Another factor contributing to the relative decline of Palestine studies is BDS. Because the old guard, such as Columbia’s Rashid Khalidi and Lila Abu-Lughod, have so totally immersed themselves in identity politics and BDS activism, Palestine studies are regarded as tainted by advocacy. Why would a promising young scholar enter such a field, when the first thing he or she must do is sign an ideological pledge of allegiance? And why enter it if you can make a bigger mark in a more visible, faster-growing, and less politicized area of study? BDS is driving ambitious young scholars away from Palestine studies, which have become a closed echo chamber.

This is the context for understanding the BDS drive in MESA. It’s a last-ditch effort to assert the primacy of Palestine, by insisting that Israel uniquely deserves condemnation (in a Middle East mired in gross human rights violations), and that the Palestinians uniquely deserve sympathy (in a Middle East awash in refugees and suffering).

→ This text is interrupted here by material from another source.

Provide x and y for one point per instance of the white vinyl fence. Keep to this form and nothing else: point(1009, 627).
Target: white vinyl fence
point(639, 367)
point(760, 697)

In the past, there was no need to run such a campaign. Back in 2005, I did a similar paper-count on MESA’s conferences, and found that papers on Palestine and the Palestinians outnumbered those on any other country. Edward Said had turned the Palestinians into MESA’s chosen people. But over the years, that special privilege has been eroded. BDS activism at MESA now functions as a substitute for the conference papers and panels, as a rear-guard tactic to keep the Palestinians from falling further down the scale.

I have no idea what will come out of MESA this year or next—probably nothing good, and possibly some sort of precursor to a BDS resolution. But the easy privileging of Palestine in Middle Eastern studies is over. That’s a good thing. The over-concentration of a whole branch of area studies in one highly politicized corner did inestimable damage to the field’s reputation. The Middle East keeps changing, so does America, and new realities generate new priorities. I can’t predict how Middle Eastern studies will be reconfigured as the ground shifts. But a quiet transformation is underway, even if no one has the courage to acknowledge it. Happy fiftieth, MESA.